RepMLP, a multi-layer-perceptron-style neural network building block for image recognition, which is composed of a series of fully-connected (FC) layers. Compared to convolutional layers, FC layers are more efficient, better at modeling the long-range dependencies and positional patterns, but worse at capturing the local structures, hence usually less favored for image recognition. Construct convolutional layers inside a RepMLP during training and merge them into the FC for inference.
pip3 install timm yacs
Sign up and login in ImageNet official website, then choose 'Download' to download the whole ImageNet dataset. Specify /path/to/imagenet
to your ImageNet path in later training process.
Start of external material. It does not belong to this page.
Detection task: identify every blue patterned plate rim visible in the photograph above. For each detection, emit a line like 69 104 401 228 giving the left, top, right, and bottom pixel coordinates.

The ImageNet dataset path structure should look like:
imagenet
├── train
│ └── n01440764
│ ├── n01440764_10026.JPEG
│ └── ...
├── train_list.txt
├── val
│ └── n01440764
│ ├── ILSVRC2012_val_00000293.JPEG
│ └── ...
└── val_list.txt
python3 -m torch.distributed.launch --nproc_per_node 8 --master_port 12349 main_repmlp.py --arch RepMLPNet-B256 --batch-size 32 --tag my_experiment --opts TRAIN.EPOCHS 100 TRAIN.BASE_LR 0.001 TRAIN.WEIGHT_DECAY 0.1 TRAIN.OPTIMIZER.NAME adamw TRAIN.OPTIMIZER.MOMENTUM 0.9 TRAIN.WARMUP_LR 5e-7 TRAIN.MIN_LR 0.0 TRAIN.WARMUP_EPOCHS 10 AUG.PRESET raug15 AUG.MIXUP 0.4 AUG.CUTMIX 1.0 DATA.IMG_SIZE 256 --data-path [/path/to/imagenet]
GPUs | FPS | ACC |
---|---|---|
BI-V100 x8 | 319 | epoch 40: 64.866% |